God uses our prayers to do more than we can begin to imagine.
Soon after my husband began his ministry to a small church in Ohio, one of the Sunday School classes invited us and our two junior high age daughters to their class party at an Amish style restaurant near Wooster, Ohio. Half way through our meal, we noticed our server was on the verge of tears. She apologized and explained. A close friend had been abducted at the local county fair and no one knew of her whereabouts. The abduction had been all over the news but our server’s anguish made the story personal.
Dave, the teacher of the class, told the server that our group was a Sunday School class. A smile spread over the girl’s bedraggled face. She and her abducted friend belonged to a youth group at a church with whom our church was affiliated. Dave offered to pray for the server’s friend. “Chuck” had to check on other customers, but she promised to come back.
When she got a break in her serving, she returned to our private dining room. Dave and my husband put their hands on her and led us in prayer. Tears streaming down her face, she thanked us profusely.

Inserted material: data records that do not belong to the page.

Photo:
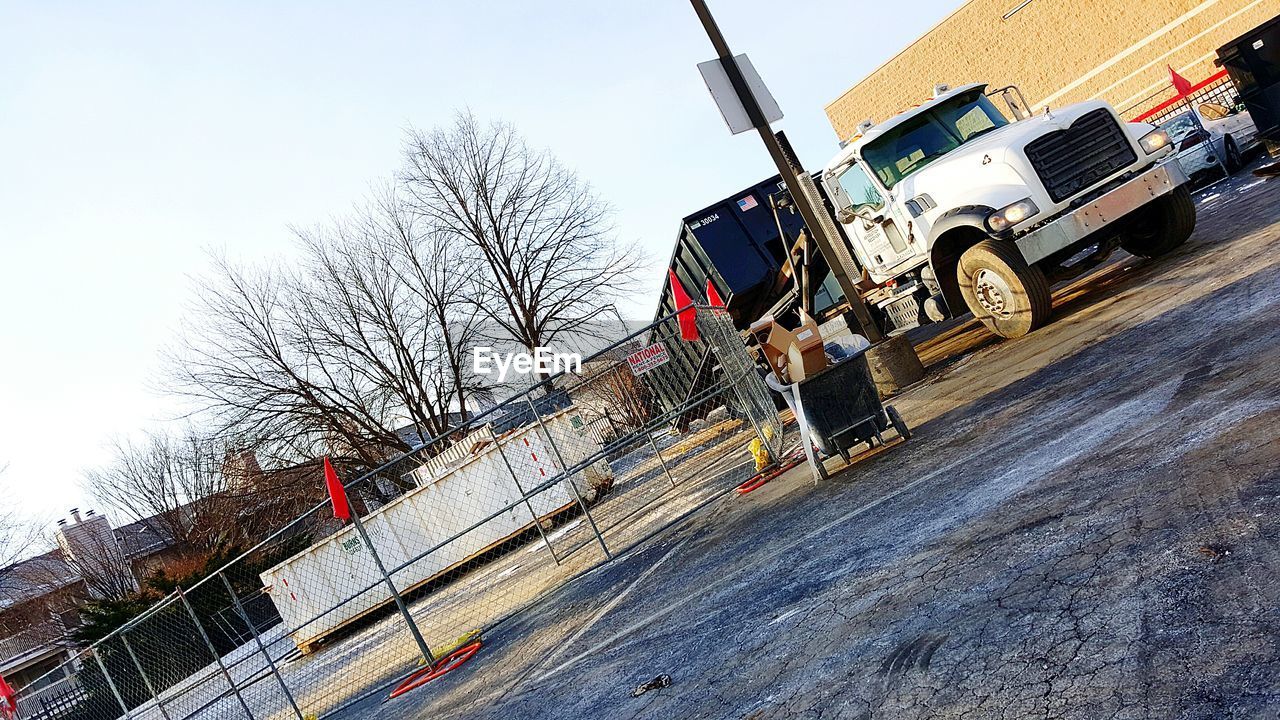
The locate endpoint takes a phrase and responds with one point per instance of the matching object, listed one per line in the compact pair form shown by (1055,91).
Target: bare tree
(542,237)
(368,335)
(177,484)
(95,555)
(18,532)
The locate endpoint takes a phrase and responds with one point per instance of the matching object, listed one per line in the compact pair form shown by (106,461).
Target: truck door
(880,238)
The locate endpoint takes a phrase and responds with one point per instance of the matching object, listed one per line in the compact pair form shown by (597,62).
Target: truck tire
(1162,226)
(1001,290)
(1232,159)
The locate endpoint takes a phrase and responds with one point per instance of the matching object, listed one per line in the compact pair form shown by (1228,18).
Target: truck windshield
(931,135)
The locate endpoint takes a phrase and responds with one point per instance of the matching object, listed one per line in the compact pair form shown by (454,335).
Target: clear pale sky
(133,137)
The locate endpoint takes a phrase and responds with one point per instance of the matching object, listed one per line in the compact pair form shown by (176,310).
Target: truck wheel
(1232,155)
(1162,226)
(1001,290)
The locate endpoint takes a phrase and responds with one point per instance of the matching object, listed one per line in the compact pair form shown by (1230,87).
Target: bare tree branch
(539,231)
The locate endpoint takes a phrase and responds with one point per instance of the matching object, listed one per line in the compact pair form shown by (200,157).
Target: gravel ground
(1086,525)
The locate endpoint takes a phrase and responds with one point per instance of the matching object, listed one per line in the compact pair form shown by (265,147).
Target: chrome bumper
(1087,219)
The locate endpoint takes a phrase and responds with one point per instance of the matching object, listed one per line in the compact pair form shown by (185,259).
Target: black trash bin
(844,408)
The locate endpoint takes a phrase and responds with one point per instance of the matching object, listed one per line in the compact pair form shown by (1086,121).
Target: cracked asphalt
(1087,525)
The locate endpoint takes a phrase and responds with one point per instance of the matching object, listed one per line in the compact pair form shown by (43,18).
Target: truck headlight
(1010,215)
(1153,141)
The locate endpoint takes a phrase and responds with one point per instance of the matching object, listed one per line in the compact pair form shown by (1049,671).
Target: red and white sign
(644,360)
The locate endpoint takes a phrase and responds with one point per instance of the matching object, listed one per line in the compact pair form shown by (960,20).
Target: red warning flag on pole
(337,493)
(1182,85)
(688,319)
(8,701)
(712,296)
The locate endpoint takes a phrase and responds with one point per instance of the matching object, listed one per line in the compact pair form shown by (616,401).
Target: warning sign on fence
(644,360)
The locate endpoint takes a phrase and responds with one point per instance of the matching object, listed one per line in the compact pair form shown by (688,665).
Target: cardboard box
(805,355)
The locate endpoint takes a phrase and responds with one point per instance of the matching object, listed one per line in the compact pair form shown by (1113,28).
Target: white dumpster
(452,497)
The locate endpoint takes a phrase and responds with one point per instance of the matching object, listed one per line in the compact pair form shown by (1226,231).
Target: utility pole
(787,171)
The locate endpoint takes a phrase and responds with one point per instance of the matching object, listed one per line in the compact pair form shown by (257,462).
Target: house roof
(144,537)
(35,577)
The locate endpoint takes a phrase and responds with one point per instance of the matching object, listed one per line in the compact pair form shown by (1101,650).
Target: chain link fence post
(524,495)
(213,650)
(572,486)
(110,683)
(146,680)
(658,454)
(396,595)
(261,648)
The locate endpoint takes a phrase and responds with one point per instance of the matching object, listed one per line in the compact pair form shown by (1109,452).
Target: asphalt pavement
(1087,524)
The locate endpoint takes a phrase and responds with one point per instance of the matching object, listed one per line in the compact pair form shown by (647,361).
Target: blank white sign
(731,108)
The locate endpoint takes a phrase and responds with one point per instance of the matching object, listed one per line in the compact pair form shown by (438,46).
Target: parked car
(1221,132)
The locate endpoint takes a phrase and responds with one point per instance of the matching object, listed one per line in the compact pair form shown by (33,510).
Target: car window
(1179,126)
(1214,112)
(860,190)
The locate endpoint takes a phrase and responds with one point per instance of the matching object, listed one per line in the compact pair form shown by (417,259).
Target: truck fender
(956,231)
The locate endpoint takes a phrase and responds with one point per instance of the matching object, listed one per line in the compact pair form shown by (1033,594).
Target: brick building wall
(1057,51)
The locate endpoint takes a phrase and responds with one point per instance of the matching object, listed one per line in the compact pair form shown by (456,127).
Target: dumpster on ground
(465,505)
(844,408)
(1253,63)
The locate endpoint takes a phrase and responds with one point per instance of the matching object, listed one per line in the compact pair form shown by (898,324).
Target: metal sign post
(790,173)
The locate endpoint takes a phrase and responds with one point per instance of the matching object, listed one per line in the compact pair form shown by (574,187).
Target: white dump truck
(952,206)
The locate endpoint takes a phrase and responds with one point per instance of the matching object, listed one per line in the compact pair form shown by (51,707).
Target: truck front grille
(1082,155)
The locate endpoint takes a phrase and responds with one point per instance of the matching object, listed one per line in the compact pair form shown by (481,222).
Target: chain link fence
(452,538)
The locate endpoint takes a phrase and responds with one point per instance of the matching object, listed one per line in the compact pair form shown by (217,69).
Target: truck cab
(952,206)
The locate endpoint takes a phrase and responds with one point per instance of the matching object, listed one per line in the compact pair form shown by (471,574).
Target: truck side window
(859,188)
(1215,112)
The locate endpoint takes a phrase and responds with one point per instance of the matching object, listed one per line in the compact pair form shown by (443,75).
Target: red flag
(712,296)
(8,701)
(341,510)
(688,318)
(1182,85)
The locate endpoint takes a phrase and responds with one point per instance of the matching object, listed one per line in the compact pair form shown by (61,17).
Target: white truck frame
(951,206)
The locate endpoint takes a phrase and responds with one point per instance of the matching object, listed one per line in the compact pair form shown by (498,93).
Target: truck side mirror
(871,214)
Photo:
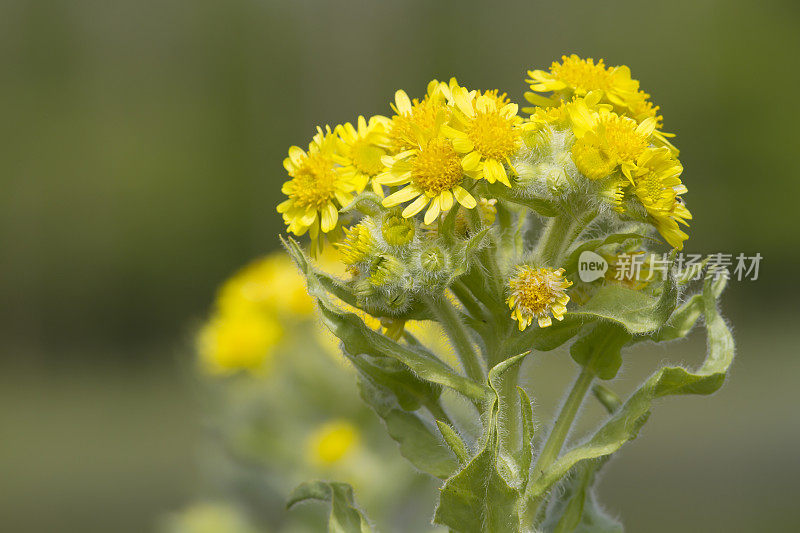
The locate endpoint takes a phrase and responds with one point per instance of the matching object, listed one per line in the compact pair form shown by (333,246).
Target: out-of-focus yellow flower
(574,76)
(360,149)
(231,342)
(487,129)
(270,285)
(536,293)
(318,188)
(332,442)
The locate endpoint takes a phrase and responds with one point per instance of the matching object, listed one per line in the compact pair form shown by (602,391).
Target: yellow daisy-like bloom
(318,187)
(536,293)
(487,129)
(332,442)
(658,186)
(238,341)
(270,285)
(574,76)
(432,173)
(361,148)
(415,119)
(606,141)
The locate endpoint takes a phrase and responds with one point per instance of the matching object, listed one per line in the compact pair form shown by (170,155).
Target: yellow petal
(415,207)
(463,197)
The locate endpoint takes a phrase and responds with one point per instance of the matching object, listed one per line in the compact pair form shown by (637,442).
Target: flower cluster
(381,190)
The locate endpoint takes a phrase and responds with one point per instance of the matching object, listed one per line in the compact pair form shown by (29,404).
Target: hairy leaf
(416,438)
(625,425)
(600,350)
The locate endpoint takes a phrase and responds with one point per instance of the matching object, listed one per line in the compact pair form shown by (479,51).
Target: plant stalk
(459,335)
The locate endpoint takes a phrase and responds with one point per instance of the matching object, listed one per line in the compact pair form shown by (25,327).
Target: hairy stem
(459,335)
(559,234)
(558,435)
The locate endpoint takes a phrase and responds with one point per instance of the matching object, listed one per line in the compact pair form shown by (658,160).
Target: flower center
(437,167)
(623,140)
(583,74)
(406,127)
(493,135)
(314,183)
(536,290)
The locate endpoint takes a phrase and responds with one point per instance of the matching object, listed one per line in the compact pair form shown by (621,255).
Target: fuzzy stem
(459,336)
(558,435)
(559,234)
(468,300)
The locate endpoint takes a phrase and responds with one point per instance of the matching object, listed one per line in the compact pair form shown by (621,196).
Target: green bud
(386,269)
(433,259)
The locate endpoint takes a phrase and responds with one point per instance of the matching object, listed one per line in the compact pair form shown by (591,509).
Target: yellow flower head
(658,186)
(574,76)
(536,293)
(238,341)
(270,285)
(356,247)
(487,129)
(432,173)
(606,141)
(318,187)
(332,442)
(360,149)
(414,119)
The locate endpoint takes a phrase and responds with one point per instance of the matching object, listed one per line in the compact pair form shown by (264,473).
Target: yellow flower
(574,76)
(487,129)
(238,341)
(318,187)
(536,293)
(658,186)
(332,442)
(432,173)
(270,285)
(414,119)
(360,149)
(606,141)
(356,247)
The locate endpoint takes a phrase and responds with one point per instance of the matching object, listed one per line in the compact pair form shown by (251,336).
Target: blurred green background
(140,158)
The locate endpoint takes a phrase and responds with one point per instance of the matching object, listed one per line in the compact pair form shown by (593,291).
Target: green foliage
(345,516)
(479,497)
(627,422)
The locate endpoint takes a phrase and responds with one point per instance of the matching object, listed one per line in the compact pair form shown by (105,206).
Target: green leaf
(478,498)
(525,456)
(543,339)
(626,423)
(600,350)
(575,509)
(637,311)
(338,288)
(357,339)
(345,516)
(410,391)
(416,438)
(453,439)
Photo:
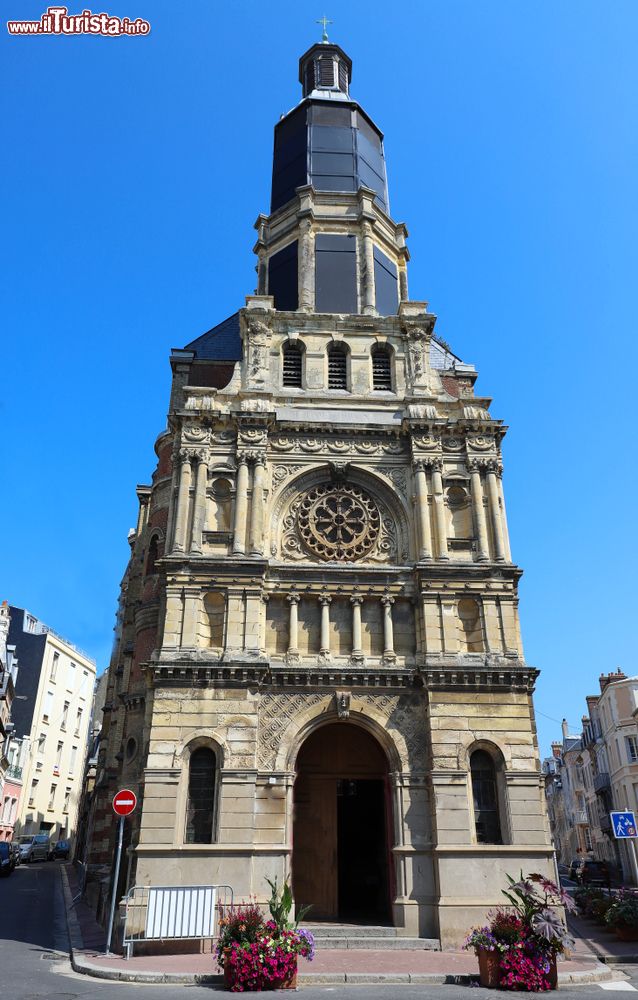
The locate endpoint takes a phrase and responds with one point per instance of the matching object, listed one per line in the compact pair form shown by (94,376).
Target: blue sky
(134,169)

Tragically, the friend was found in a shallow grave a few days later. Members of the class often talked about the young lady who served us, wondering how she was doing, how she was coping with the loss of a close friend in such a tragic way. Women came to me, wishing we could find out how our little waitress was doing but didn’t know how to connect with her. I assured them that God knew and we should just keep praying. Since our small village was forty miles from the restaurant we went to that night, we knew the likelihood of finding out the rest of the story was nearly impossible.
We were wrong. Fast forward ten months to a Sunday afternoon the following summer. My younger daughter was nervous about attending junior high church camp at a strange camp for the first time. She missed her friends. She didn’t know anyone. She missed the familiarity of our church camp in North Carolina. We assured her she would make new friends, but as we drove away, we were anxious for her and spent the week praying.
When we picked her up on Friday, her face was glowing.
“You’ll never believe what happened,” she told us. About the second night, the girls in her cabin stayed up late. The dorm mom, a young woman who had just graduated from high school, told the girls how she had faced tough times during high school yet in those times, she saw how God carried her through. She told the story of how she had lost a close friend who was abducted then murdered. She told how her church youth group drew closer together because of the tragedy and how strangers showed love and care not just for her murdered friend but for her as well.
“In fact,” she told the group, “I was a server at this local restaurant and one day, when we still didn’t know what had happened to my friend, this church group came to eat at the restaurant and they prayed for me. From that point, I felt God’s peace and knew He was in charge.”
My daughter gasped. “That was my church. I was there that night.” And she told the story from her vantage point. There was not a dry eye in the group.
Coincidence? I hardly think so. Our daughter’s verification of the story made it real for the group of girls. They witnessed God’s power to care for us even in the worst of times. The conversations that night went to a far deeper level as the girls openly shared what they were facing in their lives.
Who needs your prayers? How can you use prayer as a tool in expressing the love and grace of God to a friend or stranger? Dare to go beyond the easy, pat, “I’ll pray for you.” Like Dave, take the time to pray with them. You may never know this side of eternity the profound impact of your partnership in prayer.